Renewable energy and energy efficiency are key elements in our transformation from a high carbon, oil dependent economy to a sustainable low carbon economy. The Energy Independence and Security Act, P.L. 110-140, enacted late in 2007, includes many important renewable and efficiency measures, including better motor vehicle fuel economy standards and a sustainable biofuels mandate. Yet at the 11th hour, President Bush and Senate conservatives removed a package of additional economic incentives that included extensions of tax credits for wind and solar energy, and for biofuels.
Congressional leaders are not giving up the fight for this critical aspect of energy policy; many of last year’s initiatives are getting a second chance in the Renewable Energy and Energy Conservation Tax Act of 2008, H.R. 5351.
This new bill, which the House may debate and vote on as soon as February 27th, includes the Energy Independence and Security Act’s tax incentives for renewable electricity and fuels, energy-efficient technologies, cleaner cars, and clean coal. Some provisions have been omitted, because a leaner proposal is more likely to secure bipartisan consensus and gain passage.

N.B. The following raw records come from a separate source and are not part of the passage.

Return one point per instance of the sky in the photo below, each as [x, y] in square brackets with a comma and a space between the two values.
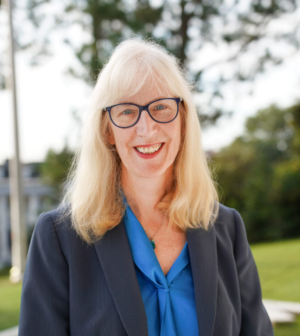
[47, 97]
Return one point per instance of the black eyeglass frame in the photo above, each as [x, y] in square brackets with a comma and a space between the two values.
[144, 108]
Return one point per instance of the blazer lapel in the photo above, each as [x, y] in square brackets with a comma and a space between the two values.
[115, 257]
[203, 257]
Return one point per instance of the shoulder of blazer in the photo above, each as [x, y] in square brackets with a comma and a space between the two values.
[226, 225]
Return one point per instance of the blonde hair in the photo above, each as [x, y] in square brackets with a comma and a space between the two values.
[94, 184]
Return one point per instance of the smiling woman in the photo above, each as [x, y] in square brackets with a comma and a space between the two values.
[140, 245]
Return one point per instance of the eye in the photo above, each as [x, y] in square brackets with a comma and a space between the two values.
[159, 107]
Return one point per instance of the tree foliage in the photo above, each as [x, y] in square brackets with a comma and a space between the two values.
[187, 28]
[259, 174]
[55, 168]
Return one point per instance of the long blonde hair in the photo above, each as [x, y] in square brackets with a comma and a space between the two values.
[94, 192]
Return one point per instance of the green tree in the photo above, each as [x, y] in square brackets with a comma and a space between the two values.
[184, 27]
[55, 168]
[259, 174]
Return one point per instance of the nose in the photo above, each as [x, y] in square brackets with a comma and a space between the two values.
[146, 126]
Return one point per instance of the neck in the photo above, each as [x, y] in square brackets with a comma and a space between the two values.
[144, 193]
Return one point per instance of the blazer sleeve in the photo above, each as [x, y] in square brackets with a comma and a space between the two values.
[45, 301]
[255, 319]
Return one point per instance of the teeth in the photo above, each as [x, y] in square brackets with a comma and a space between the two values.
[149, 150]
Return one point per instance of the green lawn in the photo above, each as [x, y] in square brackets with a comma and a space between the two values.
[278, 266]
[9, 301]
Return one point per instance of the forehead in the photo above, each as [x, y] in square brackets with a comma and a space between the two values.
[146, 94]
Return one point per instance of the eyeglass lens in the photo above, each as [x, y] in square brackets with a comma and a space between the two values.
[125, 115]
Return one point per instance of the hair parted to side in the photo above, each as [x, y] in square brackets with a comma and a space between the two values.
[94, 192]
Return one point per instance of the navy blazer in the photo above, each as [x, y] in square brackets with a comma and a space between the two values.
[71, 288]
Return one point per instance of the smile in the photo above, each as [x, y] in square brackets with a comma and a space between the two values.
[149, 150]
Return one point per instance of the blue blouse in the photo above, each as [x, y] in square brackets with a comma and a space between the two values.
[169, 300]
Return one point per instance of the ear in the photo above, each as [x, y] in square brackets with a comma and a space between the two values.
[110, 135]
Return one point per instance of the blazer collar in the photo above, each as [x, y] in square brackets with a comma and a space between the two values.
[116, 260]
[204, 264]
[115, 257]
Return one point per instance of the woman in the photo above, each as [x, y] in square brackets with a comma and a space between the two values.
[142, 247]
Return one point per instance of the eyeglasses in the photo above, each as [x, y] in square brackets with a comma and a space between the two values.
[162, 110]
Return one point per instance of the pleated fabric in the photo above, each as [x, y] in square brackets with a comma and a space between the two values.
[169, 300]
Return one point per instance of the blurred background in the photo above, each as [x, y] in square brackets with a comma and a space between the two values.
[243, 59]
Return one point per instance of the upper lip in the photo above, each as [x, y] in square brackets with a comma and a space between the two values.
[151, 145]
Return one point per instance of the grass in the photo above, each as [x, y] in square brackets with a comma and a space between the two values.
[278, 266]
[10, 295]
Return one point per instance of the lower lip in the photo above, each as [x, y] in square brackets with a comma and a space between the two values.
[149, 156]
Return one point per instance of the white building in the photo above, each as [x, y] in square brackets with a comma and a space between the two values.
[38, 199]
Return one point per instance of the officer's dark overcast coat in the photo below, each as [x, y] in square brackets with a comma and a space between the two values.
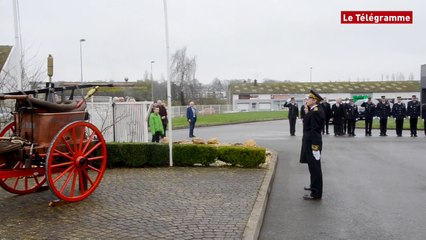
[312, 127]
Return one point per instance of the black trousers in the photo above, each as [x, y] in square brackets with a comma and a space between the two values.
[345, 125]
[351, 126]
[383, 125]
[316, 177]
[292, 125]
[325, 126]
[398, 126]
[368, 125]
[164, 127]
[413, 125]
[338, 127]
[424, 125]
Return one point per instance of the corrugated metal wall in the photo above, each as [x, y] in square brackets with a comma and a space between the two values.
[121, 122]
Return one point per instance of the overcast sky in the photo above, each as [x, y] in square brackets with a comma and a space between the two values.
[231, 39]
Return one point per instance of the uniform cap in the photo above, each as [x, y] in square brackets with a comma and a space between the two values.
[315, 95]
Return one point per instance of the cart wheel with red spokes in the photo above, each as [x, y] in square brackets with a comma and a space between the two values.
[22, 184]
[76, 161]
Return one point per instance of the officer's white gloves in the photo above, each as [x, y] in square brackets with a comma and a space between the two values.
[317, 155]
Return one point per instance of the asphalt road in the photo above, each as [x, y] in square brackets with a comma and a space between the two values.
[374, 187]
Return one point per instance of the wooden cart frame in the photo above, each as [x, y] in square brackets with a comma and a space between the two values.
[51, 143]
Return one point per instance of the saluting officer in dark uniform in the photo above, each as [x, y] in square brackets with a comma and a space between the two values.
[383, 112]
[352, 112]
[327, 112]
[293, 113]
[398, 112]
[424, 117]
[413, 111]
[345, 115]
[369, 113]
[303, 110]
[312, 145]
[338, 117]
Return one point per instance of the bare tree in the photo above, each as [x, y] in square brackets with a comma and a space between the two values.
[32, 75]
[183, 74]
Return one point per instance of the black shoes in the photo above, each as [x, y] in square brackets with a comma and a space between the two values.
[309, 197]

The price tag for H.R. 5351 comes in at $18.5 billion—$2.5 billion less than the previous bill’s axed tax credits. And this would be largely funded by closing some of the tax loopholes that have been lining Big Oil’s already gold-filled pockets.
One of these revenue-raising measures is eliminating the Internal Revenue Code section 199 deduction, which gives a subsidy for domestic oil and gas production. Its removal would cost Big Oil $1.4 billion annually over the next 10 years—a paltry sum considering that the big five oil companies made a combined profit of $123 billion in 2007 alone. ExxonMobil alone made a profit of over $77,000 per minute last year—more than the annual income of two-thirds of American families.
President Bush said in 2005: “I will tell you with $55 oil we don’t need incentives to oil and gas companies to explore.” Now that oil is nearly $100 per barrel, big oil companies certainly do not need additional tax loopholes to encourage oil exploration.